Non seulement il se forma dans des conservatoires de voisinage, à l’âge
de 15 ans, mais il s’exerça aussi professionnellement
dans le café appelé « café de la Chancha » ainsi baptisé
par les habitués du lieu en allusion à l’hygiène douteuse du propriétaire.
Peu après, déjà dans un café connu du centre de Buenos Aires, il intégra
l’ensemble de la première femme bandoneoniste
qu’eut l’histoire du Tango, Francisca « Paquita » Bernardo.
Déjà sur la pente ascendante de sa carrière, Osvaldo s’incorpora
alors
au quatuor de Enrique Pollet, puis à l’orchestre réputé de Roberto
Firpo et en 1927 il était déjà pianiste de l’orchestre
du grand bandoneoniste Pedro Maffia, duquel il se détacha avec le
violoniste Elvino Vardaro pour former un ensemble au nom des deux,
dont on sait qu’il fut de grande avancée mais dont il n’est resté
aucun enregistrement.
Vardaro-Pugliese débutèrent au calé Nacional pour entreprendre par la
suite une grande tournée à l’intérieur du pays.

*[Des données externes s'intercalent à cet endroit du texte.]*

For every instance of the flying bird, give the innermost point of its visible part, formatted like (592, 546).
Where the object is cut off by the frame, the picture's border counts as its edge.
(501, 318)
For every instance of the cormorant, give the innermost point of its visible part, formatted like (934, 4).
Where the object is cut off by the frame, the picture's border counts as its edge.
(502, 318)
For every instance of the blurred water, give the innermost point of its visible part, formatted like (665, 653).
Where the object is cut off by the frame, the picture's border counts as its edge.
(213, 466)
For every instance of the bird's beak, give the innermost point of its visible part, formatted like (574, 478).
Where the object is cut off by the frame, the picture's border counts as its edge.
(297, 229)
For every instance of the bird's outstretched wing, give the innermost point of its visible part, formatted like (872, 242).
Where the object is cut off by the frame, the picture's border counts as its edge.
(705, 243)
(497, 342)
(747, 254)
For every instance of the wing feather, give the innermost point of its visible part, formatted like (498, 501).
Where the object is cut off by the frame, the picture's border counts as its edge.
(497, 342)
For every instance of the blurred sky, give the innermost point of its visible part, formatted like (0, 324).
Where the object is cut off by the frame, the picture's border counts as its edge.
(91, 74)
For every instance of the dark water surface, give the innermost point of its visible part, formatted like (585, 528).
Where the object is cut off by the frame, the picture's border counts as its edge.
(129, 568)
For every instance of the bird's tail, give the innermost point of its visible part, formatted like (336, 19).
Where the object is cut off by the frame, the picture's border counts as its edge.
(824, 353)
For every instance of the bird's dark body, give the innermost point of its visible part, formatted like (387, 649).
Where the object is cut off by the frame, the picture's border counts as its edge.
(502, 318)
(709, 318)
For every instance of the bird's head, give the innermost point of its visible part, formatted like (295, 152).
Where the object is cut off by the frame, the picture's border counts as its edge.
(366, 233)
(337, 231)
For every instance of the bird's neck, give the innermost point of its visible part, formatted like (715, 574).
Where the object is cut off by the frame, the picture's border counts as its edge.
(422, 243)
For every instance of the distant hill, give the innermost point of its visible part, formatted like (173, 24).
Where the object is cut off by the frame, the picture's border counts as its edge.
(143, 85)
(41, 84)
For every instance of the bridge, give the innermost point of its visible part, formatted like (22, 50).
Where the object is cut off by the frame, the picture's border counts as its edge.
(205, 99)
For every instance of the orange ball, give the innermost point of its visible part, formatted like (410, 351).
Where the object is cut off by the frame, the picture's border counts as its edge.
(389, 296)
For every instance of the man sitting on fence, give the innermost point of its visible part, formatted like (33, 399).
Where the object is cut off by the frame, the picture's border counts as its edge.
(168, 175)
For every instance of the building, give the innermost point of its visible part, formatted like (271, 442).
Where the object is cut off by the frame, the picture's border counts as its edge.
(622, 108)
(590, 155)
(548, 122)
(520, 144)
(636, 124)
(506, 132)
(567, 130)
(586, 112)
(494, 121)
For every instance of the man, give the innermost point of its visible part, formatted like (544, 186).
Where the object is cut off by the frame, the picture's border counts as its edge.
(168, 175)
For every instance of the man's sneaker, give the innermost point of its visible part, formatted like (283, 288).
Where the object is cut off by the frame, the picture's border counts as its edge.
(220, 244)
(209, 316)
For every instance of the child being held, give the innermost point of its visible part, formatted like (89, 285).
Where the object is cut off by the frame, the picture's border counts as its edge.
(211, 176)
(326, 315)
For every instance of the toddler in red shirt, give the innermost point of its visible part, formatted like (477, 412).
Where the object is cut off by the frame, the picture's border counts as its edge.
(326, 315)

Pendant cette tournée les accompagnaient comme représentant-gerant le poète
Eduardo Moreno, auteur du texte du tango « recuerdo »
le plus célèbre de ceux signés par Pugliese, mais aussi, proposée par
Moreno, la compositrice de chansons Malena de Toledo.
La tournée fut un échec économique et Vardaro dut laisser en gage son
archer « Sartoris » pour payer les billets retour.
Pugliese s’associa par la suite avec un autre violoniste, Alfredo Gobbi,
formant un autre ensemble,
dont l’un des bandéonistes était le jeune Anibal Troilo. Cet ensemble
dura peu de mois, après quoi il forma sa propre troupe
et eut ainsi l’opportunité de jouer dans deux salles.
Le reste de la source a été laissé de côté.